Helped national UK charity migrate to Microsoft 365 to prevent security breaches

Helped national UK charity migrate to Microsoft 365 to prevent security breaches

Date: Jun 19, 2019

By: Duncan McDonald

The problem

Security is paramount these days and if you are not careful with the data you store you could be liable for a BIG fine.

GDPR (the General Data Protection Regulation) was brought into enforcement on 25th May 2018. It had been legislation for two years prior to this however it was not enforced to give businesses time to adopt new ways of working.

In the past security of data was not see as that big a deal because it was far cheaper to pay the fine than it was to have good security measures, the maximum you could be fined was £500,000 if the Information Commissioner’s Office (ICO) found out about a security breach. This was with the Data Protection Act that had been in force for 20 years, however, as stated earlier, businesses were not obliged to inform the ICO if they had had a security breach which is why it was not a viable approach.

GDPR was introduced to add weight to the regulators across the EU, it is a pan EU directive which now obliges businesses to inform the regulator if they have a breach, if they do not inform the regulator within a set time they are liable for a fine. Not only that but if you do inform the ICO you can still be liable for fine, each determined on a case by case basis, determined by size of the breach, how much security had been implemented and whether GDPR has been implemented.

Up until September 2019, the various EU’s regulatory authorities have issued, or announced they will be issuing, fines of approx. €372,120,990.50 which has made businesses appreciate the need for security.

What we did

With this in mind we have been assisting a National Charity in the UK with implementing security policies and processes that help prevent security breaches.

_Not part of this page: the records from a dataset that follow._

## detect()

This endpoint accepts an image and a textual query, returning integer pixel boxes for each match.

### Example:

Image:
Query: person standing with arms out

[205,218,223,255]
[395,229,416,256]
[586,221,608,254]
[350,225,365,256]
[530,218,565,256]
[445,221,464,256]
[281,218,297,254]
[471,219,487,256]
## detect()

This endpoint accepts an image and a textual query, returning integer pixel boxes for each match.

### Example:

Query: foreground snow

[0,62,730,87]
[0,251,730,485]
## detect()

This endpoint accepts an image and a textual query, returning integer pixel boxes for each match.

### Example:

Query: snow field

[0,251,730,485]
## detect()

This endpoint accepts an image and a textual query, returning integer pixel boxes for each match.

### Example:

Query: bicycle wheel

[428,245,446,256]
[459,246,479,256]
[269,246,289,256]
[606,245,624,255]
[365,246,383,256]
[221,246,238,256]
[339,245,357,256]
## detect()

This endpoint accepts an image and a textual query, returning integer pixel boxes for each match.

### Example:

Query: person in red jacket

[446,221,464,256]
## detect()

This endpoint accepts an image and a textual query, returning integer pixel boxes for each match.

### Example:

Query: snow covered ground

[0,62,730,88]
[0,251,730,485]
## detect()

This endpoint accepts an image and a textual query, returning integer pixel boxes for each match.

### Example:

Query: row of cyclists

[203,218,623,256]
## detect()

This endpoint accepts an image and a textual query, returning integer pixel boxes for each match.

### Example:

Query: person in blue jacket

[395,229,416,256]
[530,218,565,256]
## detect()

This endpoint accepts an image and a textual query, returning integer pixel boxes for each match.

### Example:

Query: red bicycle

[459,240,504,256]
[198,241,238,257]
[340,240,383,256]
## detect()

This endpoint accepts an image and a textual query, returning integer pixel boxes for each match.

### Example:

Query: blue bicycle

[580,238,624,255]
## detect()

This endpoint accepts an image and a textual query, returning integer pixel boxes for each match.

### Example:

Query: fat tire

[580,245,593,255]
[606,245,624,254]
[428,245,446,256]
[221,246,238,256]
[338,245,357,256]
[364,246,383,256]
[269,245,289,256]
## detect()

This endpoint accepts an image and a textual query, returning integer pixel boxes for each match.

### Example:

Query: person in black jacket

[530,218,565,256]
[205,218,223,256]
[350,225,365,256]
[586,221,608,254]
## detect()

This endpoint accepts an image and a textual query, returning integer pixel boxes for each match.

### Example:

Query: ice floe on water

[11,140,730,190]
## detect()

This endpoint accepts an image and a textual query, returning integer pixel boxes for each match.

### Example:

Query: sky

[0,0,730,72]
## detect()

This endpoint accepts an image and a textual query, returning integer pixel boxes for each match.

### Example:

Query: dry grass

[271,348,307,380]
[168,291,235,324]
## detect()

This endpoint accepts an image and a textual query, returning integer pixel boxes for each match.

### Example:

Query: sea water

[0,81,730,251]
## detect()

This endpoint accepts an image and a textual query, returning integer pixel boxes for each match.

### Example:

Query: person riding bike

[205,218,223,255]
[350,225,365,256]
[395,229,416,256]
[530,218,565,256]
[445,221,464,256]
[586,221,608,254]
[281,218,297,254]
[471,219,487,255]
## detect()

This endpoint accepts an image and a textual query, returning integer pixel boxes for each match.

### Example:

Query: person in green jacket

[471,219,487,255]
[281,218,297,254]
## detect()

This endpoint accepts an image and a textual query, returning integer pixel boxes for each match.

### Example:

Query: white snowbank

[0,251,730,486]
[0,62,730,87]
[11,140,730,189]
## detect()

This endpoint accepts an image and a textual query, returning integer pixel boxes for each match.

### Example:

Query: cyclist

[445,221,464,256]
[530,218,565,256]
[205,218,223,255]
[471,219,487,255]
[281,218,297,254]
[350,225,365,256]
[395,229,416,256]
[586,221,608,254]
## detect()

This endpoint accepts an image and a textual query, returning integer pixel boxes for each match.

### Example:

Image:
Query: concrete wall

In order to do this, we have firstly helped them migrate to Microsoft 365 and then implement the following:

Setup policies for Data Loss Prevention (DLP) which scan for:

UK Financial Data
UK Access to Medical Reports Act
UK Data Protection Act
UK Privacy and Electronic Communications Regulations
UK Personally Identifiable Information Data
UK Personal Information Online Code of Practice

 The above policies scan the content of Exchange emails, SharePoint sites, OneDrive accounts, teams chat and channel messages. The policies have been configured to intercept data if it is attempted to be shared externally and the user trying to share the data will be emailed with policy tips to ensure they do not violet the policy that triggered the alert.  

The owner of the SharePoint site or one drive will also be notified as well as the owner of the content. The data controller and the compliance office are notified about policy violations.

The other feature that have been configured is to have Information Governance using custom labels that have been setup.

The labels are:

Public

Commercial Confidential
Internal Confidential
Management Group
Private

The labels are used to trigger events or to manage how the data is stored or shared. Specific data labels trigger specific events, for example only public labelled data can be shared openly, Commercial Confidential can only be shared with specific partner businesses and the other labels cannot be shared externally by policy. Users are forced to label data when it is created and saved or created and shared such as documents, spreadsheets, email etc. Only specific users can lower the sensitivity of labels meaning that general users cannot change a label once it has been assigned to the data which stops users from demoting data in order to share it when it shouldn’t be.

The Compliance Administrator can now to Data Subject Requests (DSR) within the organisation, allowing reports to be generated showing all of the locations that data is stored and gathering all instances in a report that can be supplied to the user that has made the request, something they couldn’t do easily before which would potentially put them in breach of GDPR if they were found not to have supplied all the info from a DSR.

Lastly, we have configured Microsoft Service Trust portal which enables the charity to self-score GDPR compliance and allows the charity to show all steps taken to ensure data is secure within Microsoft 365. This provide a GDPR checklist the charity can follow to ensure they are compliant or if not, document what they are doing to work towards compliance.

Migrating to Microsoft 365 rather than Office 365 allows you to utilise these additional features.